Five days later, a team of inspectors from the State Forensic Science Laboratory (SFSL) of West Bengal were deployed at the scene. The inspectors reviewed the scene by examining the engine's traction motors and the derailed coaches. The team along with Soma Das Mitra, the deputy inspector general (railways) of the state police also interviewed the train driver.

===Initial safety report===
The initial safety report issued by the Alipurduar railway division under Northeast Frontier Railway zone of Indian Railways concluded that the incident occurred due to irregular maintenance.

The report points out that the last scheduled maintenance date of the locomotive on 9 January 2022 was skipped and the locomotive hadn't been inspected since its last inspection on 11 November 2021. It also stated that one of the traction motors fell off the locomotive, prompting the drivers to apply emergency brakes to the speeding train causing the last two assemblies of the locomotive to derail.

===Final safety report===
The final safety report issued by the Commission of Railway Safety (CRS) revealed that the locomotive bearing number 22375 had skipped numerous inspections. According to the report, the WAP-4 locomotive must be inspected after every 4,500 km but the ill-fated locomotive was running continuously for 16,000 km without any maintenance.
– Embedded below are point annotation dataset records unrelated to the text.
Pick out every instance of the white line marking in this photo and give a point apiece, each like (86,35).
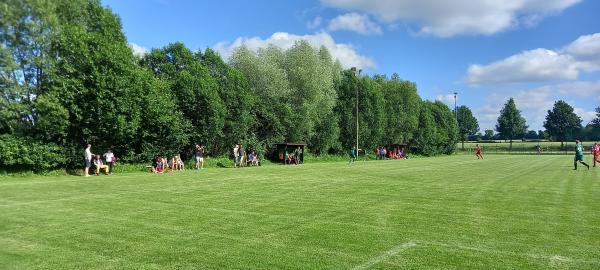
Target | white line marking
(390,253)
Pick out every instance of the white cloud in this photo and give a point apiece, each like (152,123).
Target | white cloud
(355,22)
(138,50)
(345,53)
(528,66)
(315,23)
(445,18)
(535,103)
(448,99)
(586,116)
(586,50)
(582,55)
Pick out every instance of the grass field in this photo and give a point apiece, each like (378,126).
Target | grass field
(521,147)
(516,212)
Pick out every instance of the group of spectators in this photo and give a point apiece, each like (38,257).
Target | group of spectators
(164,164)
(101,163)
(382,153)
(242,159)
(175,163)
(295,157)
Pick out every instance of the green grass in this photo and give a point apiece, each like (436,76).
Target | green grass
(514,212)
(520,147)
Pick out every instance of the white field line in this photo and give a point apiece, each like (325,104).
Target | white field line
(390,253)
(554,259)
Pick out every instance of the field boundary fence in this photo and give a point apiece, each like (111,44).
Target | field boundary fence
(523,148)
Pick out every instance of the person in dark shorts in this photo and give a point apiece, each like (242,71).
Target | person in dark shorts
(353,154)
(478,151)
(88,160)
(579,155)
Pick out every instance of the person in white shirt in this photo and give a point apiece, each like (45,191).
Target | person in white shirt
(236,156)
(88,160)
(109,157)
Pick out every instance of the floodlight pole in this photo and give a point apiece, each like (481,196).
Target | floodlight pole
(456,117)
(356,91)
(455,111)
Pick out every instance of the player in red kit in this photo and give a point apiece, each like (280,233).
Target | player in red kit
(478,151)
(596,153)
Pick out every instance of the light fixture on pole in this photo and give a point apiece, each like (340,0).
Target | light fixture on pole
(455,111)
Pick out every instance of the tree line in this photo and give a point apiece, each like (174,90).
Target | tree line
(561,124)
(68,78)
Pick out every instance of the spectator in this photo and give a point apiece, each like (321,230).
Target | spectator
(99,165)
(88,160)
(236,156)
(110,159)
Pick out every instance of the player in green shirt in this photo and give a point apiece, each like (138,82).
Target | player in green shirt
(353,154)
(579,155)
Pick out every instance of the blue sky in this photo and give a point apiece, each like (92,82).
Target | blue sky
(537,51)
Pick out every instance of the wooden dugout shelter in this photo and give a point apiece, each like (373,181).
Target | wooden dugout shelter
(280,148)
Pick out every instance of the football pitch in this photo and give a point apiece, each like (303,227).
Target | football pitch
(457,212)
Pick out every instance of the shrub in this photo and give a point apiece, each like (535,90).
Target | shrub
(18,153)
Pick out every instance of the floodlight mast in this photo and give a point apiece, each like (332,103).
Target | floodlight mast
(356,91)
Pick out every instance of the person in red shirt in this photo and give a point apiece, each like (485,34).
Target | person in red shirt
(478,151)
(596,152)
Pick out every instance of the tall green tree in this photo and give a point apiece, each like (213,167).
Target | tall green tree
(596,121)
(268,83)
(234,91)
(426,138)
(371,111)
(467,123)
(511,124)
(96,77)
(446,127)
(401,108)
(195,90)
(26,30)
(562,122)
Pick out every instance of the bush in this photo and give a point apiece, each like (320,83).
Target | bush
(18,153)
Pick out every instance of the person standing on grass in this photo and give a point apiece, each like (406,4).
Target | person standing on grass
(478,151)
(197,155)
(579,155)
(241,155)
(596,151)
(110,159)
(88,160)
(200,158)
(297,155)
(235,155)
(353,154)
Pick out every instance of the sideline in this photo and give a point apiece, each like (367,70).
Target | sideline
(390,253)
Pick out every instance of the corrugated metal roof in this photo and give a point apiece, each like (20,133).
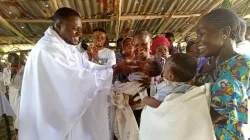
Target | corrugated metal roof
(105,9)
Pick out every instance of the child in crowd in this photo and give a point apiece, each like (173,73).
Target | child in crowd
(178,70)
(125,124)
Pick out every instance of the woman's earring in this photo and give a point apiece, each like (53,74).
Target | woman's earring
(224,37)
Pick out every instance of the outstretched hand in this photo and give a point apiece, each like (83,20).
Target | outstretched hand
(124,69)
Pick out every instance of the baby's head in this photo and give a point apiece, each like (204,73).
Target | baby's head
(152,68)
(180,68)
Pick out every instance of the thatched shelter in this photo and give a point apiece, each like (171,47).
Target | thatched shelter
(23,22)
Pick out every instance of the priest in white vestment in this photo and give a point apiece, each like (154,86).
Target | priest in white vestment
(64,96)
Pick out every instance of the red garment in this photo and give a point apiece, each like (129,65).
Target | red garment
(156,42)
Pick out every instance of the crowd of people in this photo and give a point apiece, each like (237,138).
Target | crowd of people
(147,89)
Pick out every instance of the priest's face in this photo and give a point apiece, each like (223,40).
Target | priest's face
(70,30)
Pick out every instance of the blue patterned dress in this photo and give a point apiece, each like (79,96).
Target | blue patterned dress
(230,95)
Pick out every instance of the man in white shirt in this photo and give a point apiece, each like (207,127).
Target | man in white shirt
(64,96)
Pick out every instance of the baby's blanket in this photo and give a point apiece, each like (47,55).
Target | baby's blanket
(179,117)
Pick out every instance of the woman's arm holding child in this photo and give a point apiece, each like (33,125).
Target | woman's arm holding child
(150,101)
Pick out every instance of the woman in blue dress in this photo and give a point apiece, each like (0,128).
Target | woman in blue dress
(217,33)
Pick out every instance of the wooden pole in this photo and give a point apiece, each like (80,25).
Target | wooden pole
(117,26)
(173,6)
(127,17)
(190,27)
(10,27)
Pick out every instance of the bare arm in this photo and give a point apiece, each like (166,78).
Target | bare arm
(152,102)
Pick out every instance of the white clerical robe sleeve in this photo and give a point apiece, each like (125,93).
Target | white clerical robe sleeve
(56,92)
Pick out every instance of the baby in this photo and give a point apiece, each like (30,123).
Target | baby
(124,122)
(178,70)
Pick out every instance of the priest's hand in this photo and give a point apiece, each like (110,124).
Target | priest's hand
(124,69)
(121,68)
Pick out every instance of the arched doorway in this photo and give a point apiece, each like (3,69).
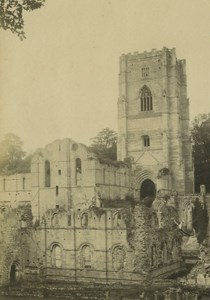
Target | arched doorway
(147,190)
(13,275)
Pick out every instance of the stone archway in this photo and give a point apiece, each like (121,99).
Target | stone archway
(147,190)
(13,273)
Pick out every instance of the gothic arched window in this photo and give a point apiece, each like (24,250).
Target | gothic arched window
(47,173)
(86,257)
(146,141)
(146,99)
(84,220)
(118,258)
(56,256)
(78,165)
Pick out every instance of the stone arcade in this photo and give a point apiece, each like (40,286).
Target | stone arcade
(74,218)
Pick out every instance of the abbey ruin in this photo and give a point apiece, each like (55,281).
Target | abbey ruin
(76,219)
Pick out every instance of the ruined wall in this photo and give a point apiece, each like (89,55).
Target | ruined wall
(165,122)
(14,244)
(65,174)
(15,189)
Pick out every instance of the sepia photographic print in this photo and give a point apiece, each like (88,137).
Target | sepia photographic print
(104,149)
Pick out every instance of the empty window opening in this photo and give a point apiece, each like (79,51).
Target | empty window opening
(104,175)
(78,165)
(13,273)
(47,174)
(146,99)
(24,181)
(86,256)
(57,190)
(56,256)
(147,192)
(153,255)
(145,72)
(84,220)
(55,220)
(115,176)
(69,220)
(118,258)
(146,141)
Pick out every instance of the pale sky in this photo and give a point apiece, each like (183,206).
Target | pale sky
(62,81)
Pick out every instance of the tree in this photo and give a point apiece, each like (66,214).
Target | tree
(12,156)
(11,14)
(201,150)
(105,144)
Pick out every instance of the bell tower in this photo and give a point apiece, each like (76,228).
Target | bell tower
(153,119)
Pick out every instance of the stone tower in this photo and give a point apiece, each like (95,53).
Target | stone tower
(153,121)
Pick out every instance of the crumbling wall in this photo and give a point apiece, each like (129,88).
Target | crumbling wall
(13,243)
(156,239)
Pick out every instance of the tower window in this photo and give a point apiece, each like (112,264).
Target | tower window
(146,99)
(145,72)
(56,256)
(4,184)
(47,173)
(78,165)
(24,180)
(146,141)
(57,190)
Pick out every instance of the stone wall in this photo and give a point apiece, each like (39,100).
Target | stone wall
(14,244)
(166,122)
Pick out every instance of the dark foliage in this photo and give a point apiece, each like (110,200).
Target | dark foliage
(105,145)
(12,158)
(11,14)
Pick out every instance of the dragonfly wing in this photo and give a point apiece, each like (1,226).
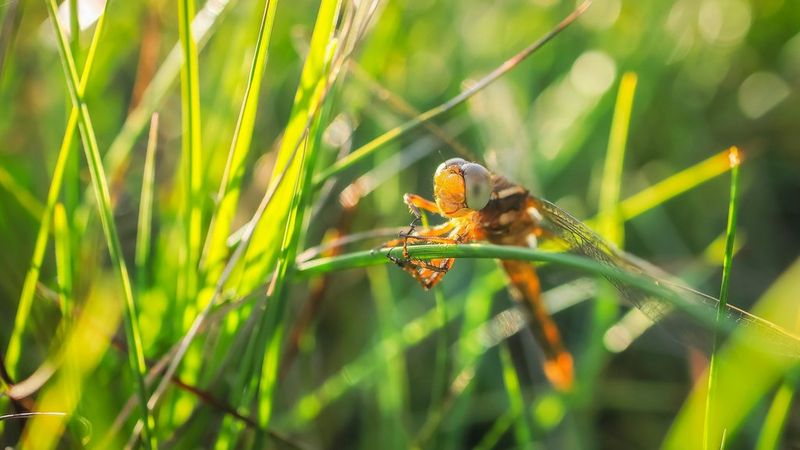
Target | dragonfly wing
(580,239)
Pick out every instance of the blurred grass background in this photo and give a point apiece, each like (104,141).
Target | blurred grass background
(376,360)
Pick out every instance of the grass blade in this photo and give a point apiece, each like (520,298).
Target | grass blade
(84,346)
(144,224)
(216,249)
(711,438)
(100,186)
(776,418)
(371,147)
(40,245)
(61,238)
(192,157)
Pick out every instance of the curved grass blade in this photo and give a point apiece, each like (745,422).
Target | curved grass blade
(710,437)
(216,249)
(627,272)
(751,370)
(191,154)
(84,346)
(144,224)
(375,144)
(100,187)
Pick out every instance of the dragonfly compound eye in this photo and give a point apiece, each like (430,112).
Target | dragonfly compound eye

The report added that the locomotive was a 'missing link loco'. All locomotives have their mother divisions where they undergo maintenance and repairs. This locomotive was running in the National Capital Region (NCR) far away from its division. This led to irregular maintenance. It also stated that these 'missing link loco' undergo maintenance at locations without proper infrastructure and these 'ghost inspections' were a matter of concern for the Indian Railways.

==Response==
India's Railway minister Ashwini Vaishnaw announced an ex-gratia payment of ₹5 lakh each to the next of kin of those who lost their lives and ₹1 lakh each for seriously injured passengers. He further announced ₹25,000 for passengers with minor injuries. Chief Minister of West Bengal, Mamata Banerjee and Prime Minister Narendra Modi also assisted the injured people by providing cash amounts to them.